J'ai passé la matinée à faire la vaisselle, étendre le linge dans la chambre exigüe, nettoyer les sanitaires, apprendre que l'appart qu'on avait visité est loué, pester contre mon pied et finir le jeu Sim's 2.
La Reine me manque (deux mois), son Prince aussi (13 ans), la saison me rend morose et en colère (ce n'est pas contradictoire). Et je suis censée profiter de "ma" journée (31 ans) alors que je n'ai pas le fric que j'aimerais dépenser.
Bon, je vais m'éclater en mangeant des orecchiette au saumon. C'est déjà ça.
Ma mère a pu se racheter une voiture avec le remboursement de l'assurance. Ouf ! C'est une très jolie 1007 bleu récife, avec toutes les options.
Je l'ai emmenée ce matin chez un revendeur Peugeot. Du coup, j'ai dû conduire. Ce n'est encore ça : ce soir, j'ai mal au pied. Mais j'essayerai peut-être d'aller au tir jeudi soir... Alléluia (?).
Aujourd'hui, brunch avec d'anciennes collègues du lycée de V., puis un petit tour à la FNAC, avant de partir visiter un appartement.
Je ne vais pas tarder à filer, avec comme compagnon de transport le dernier Bobin...

Je me transforme en ce moment en Indiana Jones de l'immobilier : trouver un trois pièces confortable et pas isolé du reste du monde pour 1000€/mois relève de la gageure, apparemment.
Mais je m'accroche. Nous hésitons entre rester dans une ville que nous connaissons (surtout moi : j'y vis depuis mes trois ans...), et partir pour le sud du département...
Demain, encore une réunion toute la journée pour le tir handi, et toujours pas d'entraînement en vue.

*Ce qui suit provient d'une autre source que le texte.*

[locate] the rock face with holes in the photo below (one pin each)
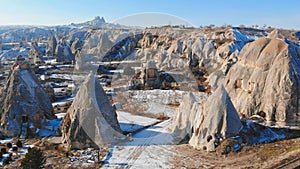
(91, 121)
(206, 123)
(217, 119)
(24, 96)
(266, 79)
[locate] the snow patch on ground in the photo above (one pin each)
(150, 148)
(131, 123)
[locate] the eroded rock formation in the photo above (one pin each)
(206, 123)
(24, 96)
(91, 121)
(266, 79)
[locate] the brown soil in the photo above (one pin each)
(281, 154)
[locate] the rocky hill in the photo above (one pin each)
(266, 79)
(24, 97)
(91, 121)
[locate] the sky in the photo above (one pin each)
(275, 13)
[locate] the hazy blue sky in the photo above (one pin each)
(277, 13)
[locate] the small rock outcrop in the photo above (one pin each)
(91, 121)
(24, 96)
(266, 79)
(63, 52)
(216, 120)
(51, 46)
(206, 123)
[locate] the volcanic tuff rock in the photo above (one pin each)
(206, 123)
(35, 54)
(63, 52)
(169, 46)
(266, 79)
(24, 95)
(91, 120)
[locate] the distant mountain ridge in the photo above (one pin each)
(96, 22)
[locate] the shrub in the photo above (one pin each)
(19, 144)
(33, 159)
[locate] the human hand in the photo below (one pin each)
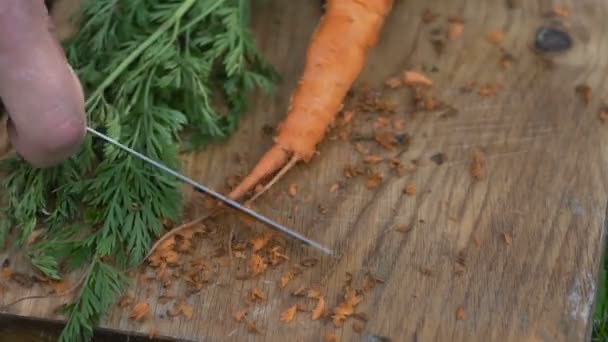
(43, 97)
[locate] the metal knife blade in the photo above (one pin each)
(212, 193)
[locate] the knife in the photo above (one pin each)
(214, 194)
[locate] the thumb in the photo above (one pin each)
(43, 97)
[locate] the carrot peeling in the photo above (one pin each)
(336, 56)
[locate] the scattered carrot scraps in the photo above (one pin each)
(603, 114)
(410, 189)
(319, 309)
(460, 315)
(584, 92)
(456, 28)
(140, 311)
(495, 37)
(276, 257)
(239, 315)
(361, 149)
(412, 78)
(257, 265)
(125, 301)
(289, 314)
(478, 166)
(314, 294)
(7, 272)
(332, 338)
(373, 159)
(374, 179)
(260, 241)
(346, 308)
(347, 117)
(293, 189)
(252, 328)
(399, 124)
(560, 11)
(386, 140)
(381, 122)
(286, 278)
(256, 295)
(393, 83)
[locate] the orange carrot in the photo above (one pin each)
(336, 56)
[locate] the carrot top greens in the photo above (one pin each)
(155, 73)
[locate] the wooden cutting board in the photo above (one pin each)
(513, 256)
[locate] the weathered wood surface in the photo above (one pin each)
(545, 187)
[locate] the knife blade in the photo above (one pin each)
(214, 194)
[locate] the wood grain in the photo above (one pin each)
(518, 250)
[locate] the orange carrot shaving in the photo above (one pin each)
(319, 309)
(414, 78)
(257, 264)
(289, 314)
(336, 56)
(140, 311)
(239, 315)
(495, 37)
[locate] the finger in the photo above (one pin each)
(43, 97)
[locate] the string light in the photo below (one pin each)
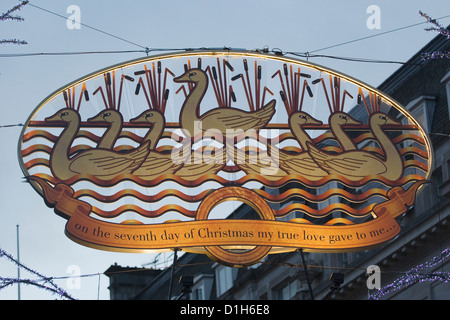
(47, 284)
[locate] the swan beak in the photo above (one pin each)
(183, 78)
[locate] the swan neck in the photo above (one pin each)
(59, 160)
(385, 143)
(110, 136)
(154, 134)
(190, 112)
(301, 136)
(343, 139)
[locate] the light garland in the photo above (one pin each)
(443, 31)
(51, 287)
(416, 275)
(437, 27)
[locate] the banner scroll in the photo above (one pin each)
(195, 235)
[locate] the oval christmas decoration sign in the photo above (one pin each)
(139, 157)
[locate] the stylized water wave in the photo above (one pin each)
(411, 147)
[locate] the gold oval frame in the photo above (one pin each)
(248, 197)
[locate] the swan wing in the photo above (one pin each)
(103, 162)
(351, 164)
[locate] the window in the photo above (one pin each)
(224, 279)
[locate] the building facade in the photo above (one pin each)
(415, 263)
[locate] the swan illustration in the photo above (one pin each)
(115, 120)
(260, 162)
(223, 120)
(156, 121)
(301, 163)
(101, 163)
(158, 163)
(357, 164)
(202, 163)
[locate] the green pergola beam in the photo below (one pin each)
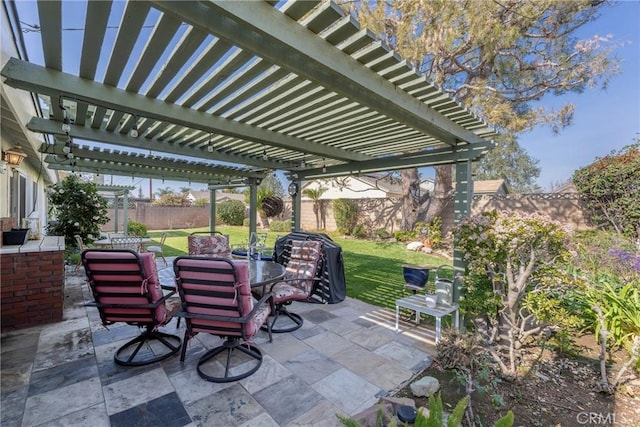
(259, 27)
(24, 75)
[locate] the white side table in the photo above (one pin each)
(418, 304)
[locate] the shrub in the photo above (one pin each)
(136, 228)
(78, 208)
(360, 232)
(517, 260)
(280, 226)
(231, 212)
(345, 212)
(272, 206)
(382, 233)
(609, 187)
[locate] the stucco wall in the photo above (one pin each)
(374, 213)
(162, 217)
(565, 208)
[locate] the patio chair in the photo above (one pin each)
(210, 244)
(157, 249)
(126, 289)
(297, 285)
(216, 299)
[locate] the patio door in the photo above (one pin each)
(21, 197)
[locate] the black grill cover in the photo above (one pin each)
(332, 287)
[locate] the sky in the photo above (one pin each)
(603, 120)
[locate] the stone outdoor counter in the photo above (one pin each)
(32, 283)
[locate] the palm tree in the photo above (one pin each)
(314, 194)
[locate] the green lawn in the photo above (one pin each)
(373, 270)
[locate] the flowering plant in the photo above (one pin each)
(77, 208)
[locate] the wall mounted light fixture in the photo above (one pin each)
(14, 156)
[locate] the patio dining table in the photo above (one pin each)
(263, 273)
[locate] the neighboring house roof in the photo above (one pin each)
(196, 195)
(492, 186)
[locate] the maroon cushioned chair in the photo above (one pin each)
(297, 284)
(126, 289)
(216, 299)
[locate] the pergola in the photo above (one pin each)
(226, 92)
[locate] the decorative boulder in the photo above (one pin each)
(272, 206)
(425, 387)
(414, 246)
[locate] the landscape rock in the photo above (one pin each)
(371, 415)
(425, 386)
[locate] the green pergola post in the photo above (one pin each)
(461, 209)
(253, 205)
(212, 209)
(116, 208)
(296, 203)
(125, 211)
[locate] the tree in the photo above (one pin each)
(78, 208)
(512, 278)
(611, 188)
(510, 163)
(496, 58)
(314, 194)
(162, 191)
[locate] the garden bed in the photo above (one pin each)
(560, 390)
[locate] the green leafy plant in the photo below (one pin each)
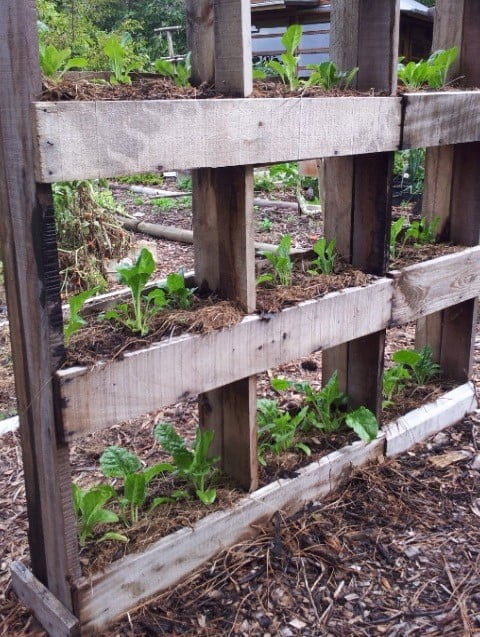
(75, 321)
(136, 276)
(422, 232)
(117, 462)
(328, 76)
(394, 380)
(281, 263)
(277, 429)
(90, 512)
(286, 69)
(178, 72)
(117, 54)
(432, 72)
(54, 62)
(419, 363)
(176, 291)
(325, 261)
(193, 465)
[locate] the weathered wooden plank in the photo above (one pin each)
(439, 119)
(137, 577)
(31, 271)
(52, 615)
(104, 139)
(168, 372)
(429, 419)
(434, 285)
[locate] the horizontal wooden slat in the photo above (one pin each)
(439, 119)
(172, 370)
(434, 285)
(53, 616)
(429, 419)
(77, 140)
(137, 577)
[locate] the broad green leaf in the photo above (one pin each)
(117, 462)
(363, 423)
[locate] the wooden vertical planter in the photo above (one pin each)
(222, 140)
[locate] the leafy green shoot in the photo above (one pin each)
(277, 429)
(420, 364)
(394, 380)
(90, 512)
(325, 261)
(281, 263)
(116, 51)
(328, 76)
(54, 62)
(193, 465)
(117, 462)
(136, 277)
(75, 321)
(286, 69)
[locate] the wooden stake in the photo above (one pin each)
(358, 189)
(224, 240)
(31, 275)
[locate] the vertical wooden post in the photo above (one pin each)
(452, 192)
(223, 229)
(27, 235)
(357, 207)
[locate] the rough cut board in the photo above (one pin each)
(424, 288)
(429, 419)
(439, 119)
(170, 371)
(78, 140)
(131, 581)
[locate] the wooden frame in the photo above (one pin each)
(221, 139)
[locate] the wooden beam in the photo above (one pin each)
(170, 371)
(81, 140)
(429, 419)
(424, 288)
(28, 249)
(137, 577)
(52, 615)
(358, 189)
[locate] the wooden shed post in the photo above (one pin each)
(223, 227)
(28, 246)
(452, 192)
(357, 206)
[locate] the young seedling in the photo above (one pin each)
(116, 52)
(325, 261)
(117, 462)
(89, 512)
(420, 364)
(328, 76)
(277, 429)
(179, 73)
(75, 321)
(136, 277)
(193, 465)
(287, 68)
(281, 262)
(54, 62)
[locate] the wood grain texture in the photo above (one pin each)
(439, 119)
(57, 620)
(170, 371)
(425, 288)
(429, 419)
(233, 47)
(30, 277)
(104, 139)
(138, 577)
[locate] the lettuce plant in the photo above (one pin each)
(194, 465)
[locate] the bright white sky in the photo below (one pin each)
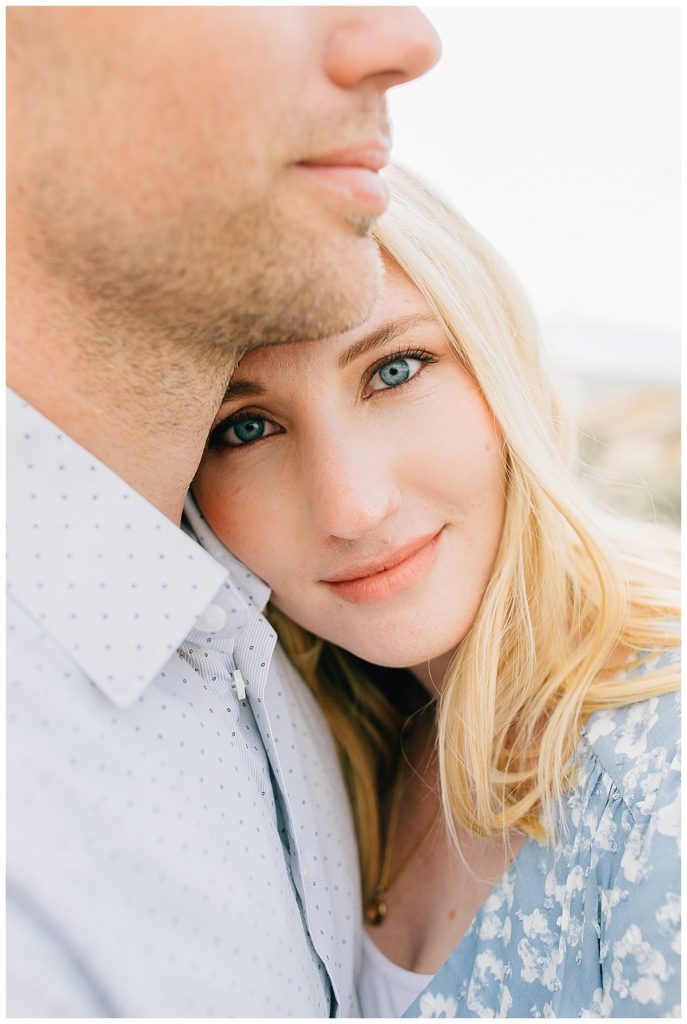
(556, 131)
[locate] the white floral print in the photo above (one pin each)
(590, 926)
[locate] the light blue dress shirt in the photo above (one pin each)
(179, 840)
(590, 926)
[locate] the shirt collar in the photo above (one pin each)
(115, 582)
(255, 590)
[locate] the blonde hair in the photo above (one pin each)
(576, 595)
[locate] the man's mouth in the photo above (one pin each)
(353, 174)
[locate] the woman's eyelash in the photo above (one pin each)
(410, 353)
(217, 434)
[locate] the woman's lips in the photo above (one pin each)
(400, 571)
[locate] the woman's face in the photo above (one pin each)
(361, 477)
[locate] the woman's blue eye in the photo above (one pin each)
(394, 372)
(244, 432)
(249, 430)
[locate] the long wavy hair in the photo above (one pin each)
(577, 595)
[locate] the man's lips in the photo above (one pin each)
(352, 175)
(374, 157)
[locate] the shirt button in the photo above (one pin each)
(211, 620)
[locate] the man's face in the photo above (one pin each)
(162, 160)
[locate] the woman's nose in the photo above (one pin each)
(352, 489)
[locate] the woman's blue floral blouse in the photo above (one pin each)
(589, 927)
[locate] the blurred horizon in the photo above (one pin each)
(556, 132)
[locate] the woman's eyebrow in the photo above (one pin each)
(384, 333)
(239, 389)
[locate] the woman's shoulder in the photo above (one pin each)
(637, 745)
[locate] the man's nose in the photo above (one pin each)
(351, 491)
(384, 46)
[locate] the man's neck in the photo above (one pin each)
(142, 410)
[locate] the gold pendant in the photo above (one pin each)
(376, 908)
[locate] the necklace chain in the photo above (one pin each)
(377, 908)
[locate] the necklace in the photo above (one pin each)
(376, 909)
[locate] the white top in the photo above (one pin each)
(384, 988)
(172, 850)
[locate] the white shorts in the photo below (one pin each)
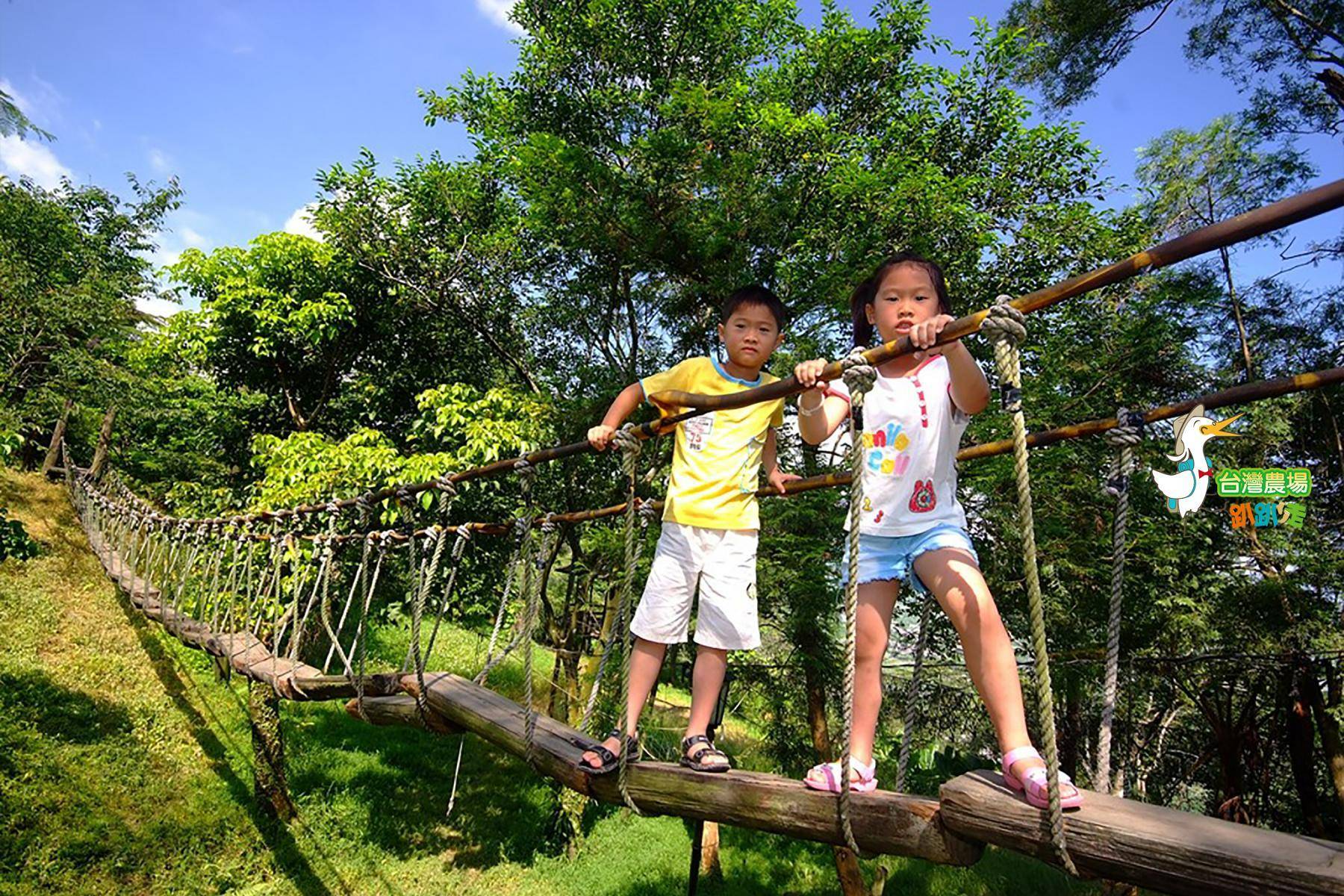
(724, 561)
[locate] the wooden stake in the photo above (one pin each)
(57, 437)
(100, 455)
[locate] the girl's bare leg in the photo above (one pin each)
(877, 601)
(954, 579)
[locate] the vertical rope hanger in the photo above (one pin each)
(631, 448)
(1127, 435)
(1006, 327)
(859, 378)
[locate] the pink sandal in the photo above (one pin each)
(831, 771)
(1035, 788)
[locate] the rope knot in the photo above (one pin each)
(648, 514)
(1004, 323)
(859, 375)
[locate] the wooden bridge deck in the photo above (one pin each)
(1115, 839)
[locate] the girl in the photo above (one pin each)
(913, 529)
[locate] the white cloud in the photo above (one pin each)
(302, 223)
(497, 13)
(158, 307)
(31, 159)
(159, 160)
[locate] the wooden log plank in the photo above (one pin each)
(401, 711)
(1151, 847)
(883, 821)
(319, 687)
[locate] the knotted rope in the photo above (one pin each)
(631, 448)
(859, 378)
(534, 601)
(1007, 329)
(1127, 435)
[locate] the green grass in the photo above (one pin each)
(125, 768)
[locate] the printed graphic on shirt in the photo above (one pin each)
(698, 432)
(886, 450)
(924, 497)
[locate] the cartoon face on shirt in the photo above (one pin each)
(886, 450)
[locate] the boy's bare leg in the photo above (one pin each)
(712, 664)
(960, 588)
(645, 662)
(877, 601)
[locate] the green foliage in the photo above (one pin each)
(1290, 55)
(284, 317)
(15, 541)
(463, 426)
(1194, 179)
(72, 267)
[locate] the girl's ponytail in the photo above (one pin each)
(859, 301)
(866, 293)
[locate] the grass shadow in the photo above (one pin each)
(502, 812)
(280, 841)
(57, 711)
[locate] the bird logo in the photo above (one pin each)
(1186, 488)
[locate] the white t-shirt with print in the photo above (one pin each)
(912, 430)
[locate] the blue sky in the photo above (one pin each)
(246, 101)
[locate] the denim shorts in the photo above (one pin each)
(893, 558)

Je vais être une vraie catastrophe quand je vais reprendre.




Je reviens d'une balade dans Paris, avec les pieds fatigués... J'ai acheté quelques livres : John von Düffel, Les Houwelandt dont j'ai lu le plus grand bien; Vincent Delacroix, Ce qui est perdu, un coup de coeur impulsif; Olivier Adam, Falaises, qui vient de sortir en format poche; José Saramago, L'Autre comme moi, prix Nobel de littérature 1998; Paul Valéry, Dialogue de l'arbre, car F. m'en a parlé ce midi à propos des larmes; et le dernier Bobin (Une Bibliothèque de nuages), une sorte de vieil ami que j'avais perdu de vue et qui semble revenir :
"Je ne vois pas la mort comme une montagne de cendres mais comme un fleuve qui sort de la poitrine du mort, une barque chargée à ras bord de fleurs odorantes, une extase dans le noir, la vie à son zénith." (Quatrième de couverture)


Aujourd'hui, je vais déjeuner avec une amie qui était, en réalité, il y a longtemps maintenant, ma prof de philo de prépa (accessoirement psychanalyste, auteur, etc mais extrêmement modeste : j'adore). Cela me fait bizarre, car elle m'a appris qu'elle serait à la retraite en fin d'année... Le temps passe si vite.
Notre relation amicale a un charme particulier : nous avons toujours correspondu par lettres. Si, en treize ans, on s'est parlé six fois au téléphone, c'est un miracle. Même nos rendez-vous sont pris de façon épistolaire.
A l'heure du tout virtuel et de la "communication" (?) à tout va, c'est un acte rebelle.